Unlike trees, shrubs exhibited opposite patterns in proline and soluble sugar contents along the gradient (Fig. 4; Tables 2 and 3). Specifically, the proline content in shrubs at site 7 (moderate aridity) was 188.3% higher than that at site 1 (no aridity) (F = 177.25, P < 0.001). In addition, the proline content in perennial and annual grasses increased with increasing aridity, while that in perennial forbs was not correlated with SPEI among sites (File S2; Tables 2 and 3).

Anatomical structures

The first and the second axes of RDA ordination explained 71.8% and 20.9% of the variation in leaf stomatal density and index, vascular and vessel diameters, and AVe/AVa across the large-scale aridity gradient. Spatial structure, soil type and vegetation type did not show strong relationships with leaf anatomical traits. In the five PFTs, trees had higher average stomatal density than that in shrubs, perennial grasses, annual grasses and perennial forbs (Fig. 5, File S3). However, stomatal density in each PFT fluctuated significantly and was not correlated with SPEI along the gradient (File S3). Unlike stomatal density, the stomatal index in shrubs (R = 0.425, P < 0.001) and perennial grasses (R = 0.307, P = 0.022) decreased with increasing aridity (Table 2).

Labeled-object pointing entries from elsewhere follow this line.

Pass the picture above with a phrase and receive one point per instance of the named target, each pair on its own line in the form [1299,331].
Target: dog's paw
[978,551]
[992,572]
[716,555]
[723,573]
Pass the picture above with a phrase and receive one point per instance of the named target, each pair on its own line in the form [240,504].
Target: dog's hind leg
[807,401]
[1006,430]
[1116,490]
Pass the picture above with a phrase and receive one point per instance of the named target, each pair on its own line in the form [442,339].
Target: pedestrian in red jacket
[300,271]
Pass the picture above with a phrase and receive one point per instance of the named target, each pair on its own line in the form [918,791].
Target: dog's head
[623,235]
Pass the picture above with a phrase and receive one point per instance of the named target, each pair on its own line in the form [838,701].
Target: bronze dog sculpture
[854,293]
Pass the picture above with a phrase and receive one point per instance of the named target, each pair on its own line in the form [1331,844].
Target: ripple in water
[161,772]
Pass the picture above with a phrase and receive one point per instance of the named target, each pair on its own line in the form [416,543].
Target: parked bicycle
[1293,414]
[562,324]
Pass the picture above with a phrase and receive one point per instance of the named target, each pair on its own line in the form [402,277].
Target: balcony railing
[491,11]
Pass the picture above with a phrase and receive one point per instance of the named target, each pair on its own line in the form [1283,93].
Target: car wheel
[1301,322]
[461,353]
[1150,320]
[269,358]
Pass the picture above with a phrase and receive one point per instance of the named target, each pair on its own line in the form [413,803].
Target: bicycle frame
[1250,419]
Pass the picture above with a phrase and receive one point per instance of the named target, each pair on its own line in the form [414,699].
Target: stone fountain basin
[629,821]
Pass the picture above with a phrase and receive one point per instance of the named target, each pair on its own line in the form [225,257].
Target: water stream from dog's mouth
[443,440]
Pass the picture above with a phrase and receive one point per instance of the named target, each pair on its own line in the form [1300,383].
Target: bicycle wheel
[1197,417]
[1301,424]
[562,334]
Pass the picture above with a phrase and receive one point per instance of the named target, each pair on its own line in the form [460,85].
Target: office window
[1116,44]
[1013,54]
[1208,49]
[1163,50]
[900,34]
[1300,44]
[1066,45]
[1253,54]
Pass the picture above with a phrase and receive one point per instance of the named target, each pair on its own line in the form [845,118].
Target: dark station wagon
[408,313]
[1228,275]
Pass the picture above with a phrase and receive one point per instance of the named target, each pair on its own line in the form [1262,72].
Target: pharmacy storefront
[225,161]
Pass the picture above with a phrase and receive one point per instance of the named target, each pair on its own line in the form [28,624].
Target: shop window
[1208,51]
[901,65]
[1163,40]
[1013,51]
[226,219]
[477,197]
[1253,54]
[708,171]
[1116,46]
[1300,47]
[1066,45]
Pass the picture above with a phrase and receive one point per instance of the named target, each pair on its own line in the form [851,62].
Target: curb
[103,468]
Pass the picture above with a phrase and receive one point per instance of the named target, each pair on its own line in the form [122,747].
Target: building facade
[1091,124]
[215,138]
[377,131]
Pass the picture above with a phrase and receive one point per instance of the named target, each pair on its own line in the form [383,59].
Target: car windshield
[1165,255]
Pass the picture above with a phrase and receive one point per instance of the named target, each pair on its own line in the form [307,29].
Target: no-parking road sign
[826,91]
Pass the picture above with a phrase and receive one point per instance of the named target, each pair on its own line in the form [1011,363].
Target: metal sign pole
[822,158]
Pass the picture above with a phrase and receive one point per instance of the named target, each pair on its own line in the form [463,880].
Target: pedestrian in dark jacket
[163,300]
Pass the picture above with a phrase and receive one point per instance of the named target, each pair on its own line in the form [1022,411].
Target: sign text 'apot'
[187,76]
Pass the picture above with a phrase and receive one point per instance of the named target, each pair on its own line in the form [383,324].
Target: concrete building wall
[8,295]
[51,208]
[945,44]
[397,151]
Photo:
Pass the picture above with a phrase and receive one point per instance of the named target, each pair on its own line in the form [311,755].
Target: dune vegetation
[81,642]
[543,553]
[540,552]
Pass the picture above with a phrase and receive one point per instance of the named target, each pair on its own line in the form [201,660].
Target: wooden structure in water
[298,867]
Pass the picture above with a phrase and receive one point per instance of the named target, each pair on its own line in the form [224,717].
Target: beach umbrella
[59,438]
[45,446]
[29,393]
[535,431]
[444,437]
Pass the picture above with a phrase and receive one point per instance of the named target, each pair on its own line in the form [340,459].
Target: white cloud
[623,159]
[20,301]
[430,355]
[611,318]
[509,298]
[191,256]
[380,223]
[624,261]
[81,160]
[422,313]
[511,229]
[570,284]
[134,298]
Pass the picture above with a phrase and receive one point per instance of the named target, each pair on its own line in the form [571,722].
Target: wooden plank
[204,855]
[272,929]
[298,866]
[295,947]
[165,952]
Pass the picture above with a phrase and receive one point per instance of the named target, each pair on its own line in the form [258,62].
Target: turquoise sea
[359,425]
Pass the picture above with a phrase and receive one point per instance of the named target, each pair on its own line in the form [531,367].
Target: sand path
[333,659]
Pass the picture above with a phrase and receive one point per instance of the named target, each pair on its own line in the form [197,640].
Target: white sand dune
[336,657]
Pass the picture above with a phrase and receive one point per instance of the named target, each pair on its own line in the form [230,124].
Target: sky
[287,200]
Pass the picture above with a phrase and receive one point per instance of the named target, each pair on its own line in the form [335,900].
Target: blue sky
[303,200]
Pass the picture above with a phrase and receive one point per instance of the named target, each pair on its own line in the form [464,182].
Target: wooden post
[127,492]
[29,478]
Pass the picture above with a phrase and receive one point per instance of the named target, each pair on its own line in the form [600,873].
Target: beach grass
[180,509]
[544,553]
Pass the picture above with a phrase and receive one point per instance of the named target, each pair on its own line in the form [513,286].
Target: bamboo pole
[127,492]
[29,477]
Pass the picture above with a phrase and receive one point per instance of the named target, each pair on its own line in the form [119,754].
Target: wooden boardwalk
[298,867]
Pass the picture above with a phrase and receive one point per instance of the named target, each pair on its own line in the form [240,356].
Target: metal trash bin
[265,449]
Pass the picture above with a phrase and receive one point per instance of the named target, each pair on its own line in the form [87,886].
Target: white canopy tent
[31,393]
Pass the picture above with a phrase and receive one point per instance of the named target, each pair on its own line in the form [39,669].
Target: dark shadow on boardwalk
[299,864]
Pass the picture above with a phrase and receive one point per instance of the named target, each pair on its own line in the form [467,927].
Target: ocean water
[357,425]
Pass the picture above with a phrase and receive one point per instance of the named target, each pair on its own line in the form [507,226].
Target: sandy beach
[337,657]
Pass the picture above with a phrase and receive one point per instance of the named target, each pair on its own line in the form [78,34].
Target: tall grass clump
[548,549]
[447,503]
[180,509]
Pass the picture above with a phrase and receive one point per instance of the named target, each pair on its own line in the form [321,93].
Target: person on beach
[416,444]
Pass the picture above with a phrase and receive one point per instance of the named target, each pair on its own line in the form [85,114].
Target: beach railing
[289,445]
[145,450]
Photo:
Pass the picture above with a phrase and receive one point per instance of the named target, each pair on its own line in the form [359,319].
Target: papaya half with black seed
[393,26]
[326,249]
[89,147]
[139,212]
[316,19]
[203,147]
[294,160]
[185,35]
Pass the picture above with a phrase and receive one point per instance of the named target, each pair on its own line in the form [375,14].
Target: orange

Figure 5: Redundancy analysis (RDA) biplot showing stomatal density, stomatal index, vessel diameter, vascular diameter and ratio of vessel area to vascular area (AVe/AVa) responses to standardized precipitation-evapotranspiration index (SPEI), spatial structure, soil type, vegetation type and plant functional types along the large-scale aridity gradient, northeastern China.
figure 5

Soil type, vegetation type and plant functional types (qualitative factors) are indicated by triangles; SPEI and spatial structure (quantitative factors), stomatal density, stomatal index, vessel diameter, vascular diameter and AVe/AVa are indicated by arrows.

RDA ordination revealed that leaf vascular diameter in trees was considerably greater than that in the other four PFTs among sites. In contrast, vessel diameter of the perennial and annual grasses was greater than that in shrubs, perennial forbs and trees (Fig. 5). Partial correlation analysis and mixed effects model indicated that vessel diameter of shrubs (R = 0.373, P < 0.001) and perennial grasses (R = 0.374, P < 0.001) were strongly and positively related to SPEI (Tables 2 and 3). In addition, trees maintained relatively higher AVe/AVa ratios than other PFTs along the gradient (File S4). The ratio of AVe/AVa in perennial grasses (R = 0.344, P < 0.01) and forbs (R = 0.308, P < 0.05) gradually decreased with increasing aridity (Table 2).

Discussion

Water deficit is the major abiotic factor affecting plant survival, distribution, growth and reproduction in the northeast of China9,26. Exploring the critical factors regulating trait variations of PFTs and testing the strategy divergences of PFTs along large-scale aridity gradients are important challenges in plant ecology. In this study, PCA analyses showed that the aridity effects on single selected species are similar to those of other species in the same PFT along the aridity gradient in temperate grasslands. Therefore, selecting PFT to represent groups of plant species can reduce the complexity associated with studying major ecosystem processes. Accordingly, this knowledge is essential to our ability to predict the fate of natural ecosystems during long-term climate changes.

One way plants respond to long-term climate changes is through environmentally induced shifts in phenotype (phenotypic plasticity)27. In the present study, leaf thickness in shrubs, perennial grasses and forbs increased gradually with increasing aridity along the gradient (File S1). Greater leaf thickness can provide a structural basis for water storage and is evolutionarily favored for efficient water use. These results are consistent with previous observations showing that high leaf thickness enables plants to maintain a relatively high leaf water content during water scarcity28,29,30,31. In addition, we found that leaf thickness in annual grasses was the smallest among the five PFTs and showed no significant differences along the gradient. This might have been due to annual grasses mainly growing during rainy seasons and using seasonal precipitation efficiently in dry regions. Similarly, previous studies showed that the leaves of annual species were slightly thinner than those of perennial species32,33.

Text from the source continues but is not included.